O cancão piou entre Nabor Wanderley e Veneziano Vital do Rêgo no debate com os candidatos ao Senado, promovido pelo Sistema Arapuan/Band, nesta segunda-feira (31), quando ele ex-prefeito de Patos questionou o emedebista sobre o PL 5.314/19, de autoria do senador.
Durante o confronto, Veneziano afirmou que Nabor estaria mentindo, mas o projeto apresentado pelo senador prevê que, havendo indícios de má utilização da pensão alimentícia, o responsável pela administração dos recursos possa ser obrigado pela Justiça a apresentar mensalmente documentos comprovando os gastos, por até seis meses.
A proposta, que tem sido alvo de críticas por mães solo, segue em tramitação no Senado.
Nabor criticou a medida e afirmou que é preciso ter uma visão mais humana sobre a realidade das mães que recebem pensão para cuidar dos filhos. Segundo dados do IBGE, rendimentos de pensão alimentícia, doação e mesada de não morador somaram, em média, R$ 771 por mês por pessoa em 2024 no Brasil.
“Não podemos tratar a mulher que cuida dos filhos como suspeita. Quem cuida precisa de apoio, proteção e políticas públicas, não de mais burocracia”, afirmou Nabor.
Também destacou que sua atuação política tem sido marcada pela defesa de políticas públicas voltadas às mulheres, especialmente nas áreas de proteção, saúde, acolhimento e autonomia.

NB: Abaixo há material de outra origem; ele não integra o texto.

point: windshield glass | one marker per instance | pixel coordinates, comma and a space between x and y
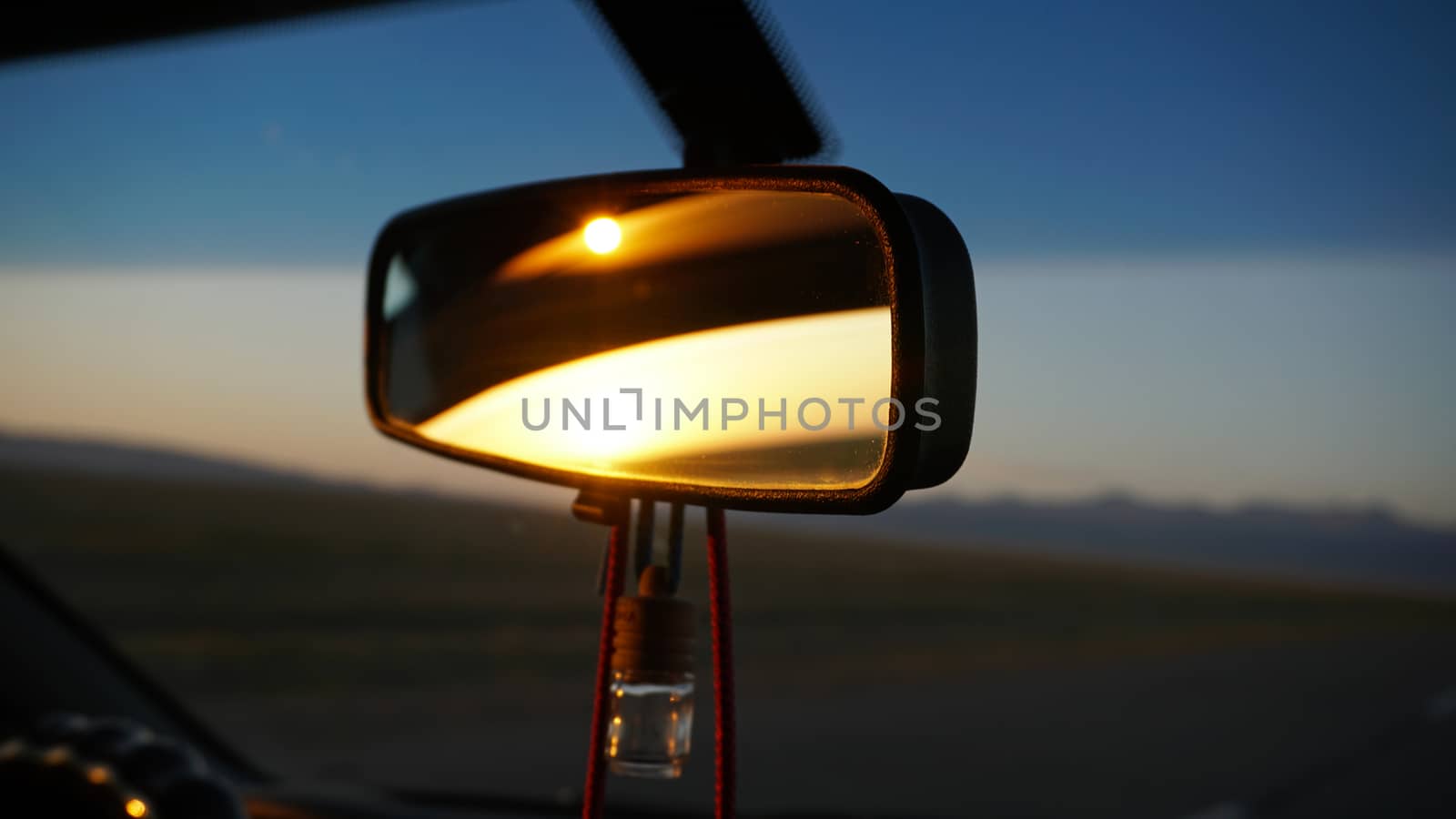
1203, 544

Para Nabor, a disputa pelo Senado precisa apresentar propostas concretas para melhorar a vida das famílias paraibanas, e não criar mecanismos que aumentem a pressão sobre quem já enfrenta uma rotina de responsabilidades.
Os dois têm polarizado os últimos debates e é nítido o incômodo de Veneziano. Nas eleições deste não, duas vagas ao Senado estão em disputa.